Les représentations et les structures socio-politiques ont été construites par des processus historiques dans lesquels les catégorisations raciales ont joué un rôle fondamental dans la construction d’un discours de justification des inégalités sociales qui ont durablement structuré de nombreuses sociétés. La seule manière de parvenir à une société idéale n’est pas de fermer les yeux sur ces constructions mais d’oser s’en saisir pour les déconstruire, mettre au jour leur arbitraire, leurs effets discriminants, parfois masqués, en vue de leur transformation.

Il ne suffit pas de s’interdire de penser les catégories raciales pour qu’elles n’existent plus.

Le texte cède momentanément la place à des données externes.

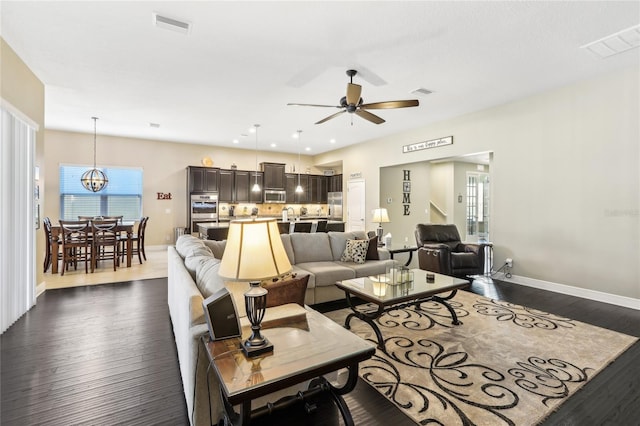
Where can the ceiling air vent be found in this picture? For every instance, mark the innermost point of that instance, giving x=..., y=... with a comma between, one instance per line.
x=171, y=24
x=422, y=91
x=615, y=43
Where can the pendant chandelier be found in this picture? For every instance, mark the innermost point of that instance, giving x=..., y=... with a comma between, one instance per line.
x=256, y=187
x=299, y=189
x=94, y=180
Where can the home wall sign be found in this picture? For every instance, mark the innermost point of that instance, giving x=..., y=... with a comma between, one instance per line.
x=406, y=192
x=434, y=143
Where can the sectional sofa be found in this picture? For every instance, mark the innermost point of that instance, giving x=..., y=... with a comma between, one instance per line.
x=193, y=275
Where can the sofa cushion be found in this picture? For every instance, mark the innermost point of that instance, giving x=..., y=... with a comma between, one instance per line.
x=328, y=273
x=338, y=241
x=216, y=247
x=288, y=248
x=191, y=263
x=207, y=279
x=312, y=247
x=188, y=245
x=355, y=251
x=291, y=289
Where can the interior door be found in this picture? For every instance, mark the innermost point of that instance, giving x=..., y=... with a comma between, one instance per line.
x=356, y=206
x=477, y=207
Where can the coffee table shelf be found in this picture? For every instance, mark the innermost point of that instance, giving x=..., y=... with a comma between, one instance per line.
x=388, y=297
x=304, y=349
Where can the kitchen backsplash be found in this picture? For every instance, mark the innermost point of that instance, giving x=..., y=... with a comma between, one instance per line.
x=273, y=210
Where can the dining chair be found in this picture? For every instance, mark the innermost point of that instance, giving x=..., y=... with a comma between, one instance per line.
x=48, y=244
x=302, y=226
x=284, y=227
x=117, y=218
x=322, y=226
x=137, y=241
x=75, y=243
x=105, y=242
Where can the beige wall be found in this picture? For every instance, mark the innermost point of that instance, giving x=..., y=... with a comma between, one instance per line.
x=564, y=178
x=164, y=170
x=21, y=88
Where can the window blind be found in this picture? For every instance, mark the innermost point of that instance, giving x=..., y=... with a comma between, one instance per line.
x=121, y=197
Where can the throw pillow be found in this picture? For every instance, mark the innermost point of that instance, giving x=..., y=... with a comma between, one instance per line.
x=291, y=289
x=356, y=251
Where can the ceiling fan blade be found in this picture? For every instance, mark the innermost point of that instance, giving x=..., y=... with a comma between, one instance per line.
x=368, y=116
x=331, y=116
x=353, y=93
x=391, y=104
x=323, y=106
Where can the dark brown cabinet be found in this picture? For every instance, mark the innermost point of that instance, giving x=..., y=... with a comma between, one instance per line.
x=291, y=181
x=235, y=186
x=274, y=175
x=226, y=187
x=203, y=179
x=318, y=187
x=335, y=183
x=244, y=181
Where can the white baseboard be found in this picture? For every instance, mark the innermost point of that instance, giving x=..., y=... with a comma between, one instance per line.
x=40, y=288
x=599, y=296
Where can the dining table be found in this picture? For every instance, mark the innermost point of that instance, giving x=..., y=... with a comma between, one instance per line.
x=56, y=232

Il n’y aura de reconnaissance des tragédies de la traite négrière, de l’esclavage et du colonialisme qu’à ces conditions, il n’y aura pas de changement de paradigme quant au racisme qui mine nos sociétés sans ce travail qui permettra, à terme, une égalité de traitement entre tous les êtres humains.

Comment réduire, voire annihiler, l’écart entre la proclamation de principes normatifs universels portant sur la non-discrimination avec son corollaire l’égalité des droits et leur application particulariste, discriminante et racialisée dans la plupart des sociétés contemporaines?

Comment sortir de l’assignation raciale qui, dans les sociétés contemporaines, est toujours réelle, pour que cette catégorisation n’entraîne plus ni stigmatisation, ni domination ni perpétuation des inégalités sociales, économiques et politiques?

Des questions d’autant plus urgentes que le nombre d’actes racistes, discriminatoires, xénophobes –on ne doit pas oublier les actes islamophobes- ne cesse d’augmenter, en Europe et particulièrement en France[3]. L’Europe, qui voit affluer des sujets coloniaux, originaires de régions dans lesquelles furent élaborés les éléments essentiels de la colonialité, continue à mettre en œuvre son procédé consistant à dissimuler les problèmes qu’elle a elle-même créés et dont d’autres souffrent, à pathologiser les communautés et les mouvements qui protestent ou tentent de transformer leur situation. Un processus similaire est en cours aux États-Unis, qui s’attaquent aux migrants hispanophones et à d’autres communautés racialisées. Il n’est pas rare de retrouver des attitudes semblables parmi les élites du Sud.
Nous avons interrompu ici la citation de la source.